BFH (Urteil vom 18.03.2009; Aktenzeichen III R 95/06)

 

Tenor

1. Der Aufhebungsbescheid vom 11.10.2004 in Gestalt der Einspruchsentscheidung vom 12.11.2004 wird aufgehoben und die Beklagte verpflichtet, der Klägerin Kindergeld für ihren Sohn A für die Zeit von Januar bis Juni 2002 in gesetzlicher Höhe zu gewähren.

2. Die Kosten des Verfahrens hat die Beklagte zu tragen.

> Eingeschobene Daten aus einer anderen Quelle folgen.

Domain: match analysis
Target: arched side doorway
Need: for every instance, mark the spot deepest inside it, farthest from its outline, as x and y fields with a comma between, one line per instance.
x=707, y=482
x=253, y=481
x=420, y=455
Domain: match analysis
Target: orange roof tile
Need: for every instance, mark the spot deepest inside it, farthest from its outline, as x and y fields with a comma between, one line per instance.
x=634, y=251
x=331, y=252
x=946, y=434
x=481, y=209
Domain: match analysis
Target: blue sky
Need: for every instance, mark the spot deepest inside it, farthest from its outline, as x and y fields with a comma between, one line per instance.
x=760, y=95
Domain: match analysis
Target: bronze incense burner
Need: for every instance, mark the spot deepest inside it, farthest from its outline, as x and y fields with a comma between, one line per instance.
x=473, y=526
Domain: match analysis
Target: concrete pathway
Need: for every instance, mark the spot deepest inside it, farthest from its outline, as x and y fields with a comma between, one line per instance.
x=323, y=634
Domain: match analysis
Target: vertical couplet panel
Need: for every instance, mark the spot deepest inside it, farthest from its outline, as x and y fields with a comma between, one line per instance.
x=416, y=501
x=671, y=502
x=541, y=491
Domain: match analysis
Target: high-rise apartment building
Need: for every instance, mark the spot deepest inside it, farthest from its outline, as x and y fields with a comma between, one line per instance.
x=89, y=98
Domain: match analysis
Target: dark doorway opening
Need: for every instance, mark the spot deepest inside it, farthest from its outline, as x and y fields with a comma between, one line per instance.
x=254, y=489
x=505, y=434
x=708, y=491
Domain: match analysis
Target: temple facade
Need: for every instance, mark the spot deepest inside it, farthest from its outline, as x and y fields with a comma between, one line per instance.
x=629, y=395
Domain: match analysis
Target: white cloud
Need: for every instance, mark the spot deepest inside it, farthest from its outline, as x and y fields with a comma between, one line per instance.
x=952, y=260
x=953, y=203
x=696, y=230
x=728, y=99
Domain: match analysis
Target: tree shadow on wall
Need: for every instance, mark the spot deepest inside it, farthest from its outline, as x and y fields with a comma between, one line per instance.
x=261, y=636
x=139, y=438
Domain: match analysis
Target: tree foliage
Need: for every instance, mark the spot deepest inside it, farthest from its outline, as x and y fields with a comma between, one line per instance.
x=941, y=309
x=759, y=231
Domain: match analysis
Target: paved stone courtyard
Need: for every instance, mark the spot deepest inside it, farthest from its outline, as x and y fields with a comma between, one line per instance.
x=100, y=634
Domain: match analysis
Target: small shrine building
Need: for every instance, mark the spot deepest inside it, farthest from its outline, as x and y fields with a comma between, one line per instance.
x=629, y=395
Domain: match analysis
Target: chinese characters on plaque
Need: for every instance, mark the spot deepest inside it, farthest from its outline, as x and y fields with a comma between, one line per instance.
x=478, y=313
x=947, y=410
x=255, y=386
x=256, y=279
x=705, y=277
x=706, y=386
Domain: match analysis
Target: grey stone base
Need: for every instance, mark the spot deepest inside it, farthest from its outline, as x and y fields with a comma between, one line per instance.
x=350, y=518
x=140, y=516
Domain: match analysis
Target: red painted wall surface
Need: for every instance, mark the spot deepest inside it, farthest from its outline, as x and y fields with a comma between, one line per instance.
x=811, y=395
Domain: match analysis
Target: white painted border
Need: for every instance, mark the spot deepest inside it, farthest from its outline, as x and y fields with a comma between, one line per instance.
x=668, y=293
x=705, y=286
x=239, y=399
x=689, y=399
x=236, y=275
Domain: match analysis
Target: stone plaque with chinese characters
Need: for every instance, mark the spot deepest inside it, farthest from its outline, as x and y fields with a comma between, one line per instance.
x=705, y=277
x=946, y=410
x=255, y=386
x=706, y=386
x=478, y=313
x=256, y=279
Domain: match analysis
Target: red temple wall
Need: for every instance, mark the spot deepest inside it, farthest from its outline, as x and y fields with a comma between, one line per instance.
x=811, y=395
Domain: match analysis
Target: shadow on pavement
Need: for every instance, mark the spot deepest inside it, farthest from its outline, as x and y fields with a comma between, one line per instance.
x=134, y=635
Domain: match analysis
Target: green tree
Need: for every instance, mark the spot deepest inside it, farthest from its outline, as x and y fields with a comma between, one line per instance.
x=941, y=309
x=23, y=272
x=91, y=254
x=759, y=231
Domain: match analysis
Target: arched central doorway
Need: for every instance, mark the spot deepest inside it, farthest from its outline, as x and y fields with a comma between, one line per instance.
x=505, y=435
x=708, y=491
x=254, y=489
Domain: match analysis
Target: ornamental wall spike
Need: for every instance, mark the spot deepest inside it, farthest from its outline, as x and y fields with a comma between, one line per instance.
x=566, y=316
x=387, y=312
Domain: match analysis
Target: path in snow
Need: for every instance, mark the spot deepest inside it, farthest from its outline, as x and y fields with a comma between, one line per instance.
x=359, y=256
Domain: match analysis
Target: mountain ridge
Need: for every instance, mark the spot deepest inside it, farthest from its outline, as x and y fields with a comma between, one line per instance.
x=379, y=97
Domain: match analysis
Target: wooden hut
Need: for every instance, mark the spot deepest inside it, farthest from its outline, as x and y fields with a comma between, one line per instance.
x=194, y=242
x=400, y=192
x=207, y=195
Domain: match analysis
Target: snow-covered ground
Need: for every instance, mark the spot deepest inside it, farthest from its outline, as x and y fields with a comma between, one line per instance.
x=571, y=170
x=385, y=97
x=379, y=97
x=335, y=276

3. Das Urteil ist wegen der von der Beklagten zu tragenden Kosten vorläufig vollstreckbar. Die Beklagte kann die Vollstreckung durch Hinterlegung oder Sicherheitsleistung in Höhe des Kostenerstattungsanspruchs der Klägerin abwenden, wenn nicht die Klägerin vorher Sicherheit in gleicher Höhe leistet.

 

Tatbestand

Streitig ist die Aufhebung der Festsetzung von Kindergeld für den Zeitraum Januar bis Juni 2002, insbesondere ob der anteilige Grenzbetrag überschritten ist und über welche Einkünfte und Bezüge das Kind verfügte.

Die Klägerin ist die Mutter des am 27.04.1983 geborenen Kindes A. Dieser befand sich unstreitig von Januar bis 28. Juni 2002 in Berufsausbildung. Er erzielte in diesem Zeitraum Einkünfte in Höhe von 2.295,80 EUR. Der Sohn erhielt ferner im April 2002 eine Nachzahlung von Berufsausbildungsbeihilfe (BAB) für die Zeit vom 1.09.2000 bis 31.08.2001 in Höhe von 2.335,62 EUR. Sozialversicherungsbeiträge wurden für die Zeit von Januar bis Juni 2002 in Höhe von 574,95 Euro gezahlt.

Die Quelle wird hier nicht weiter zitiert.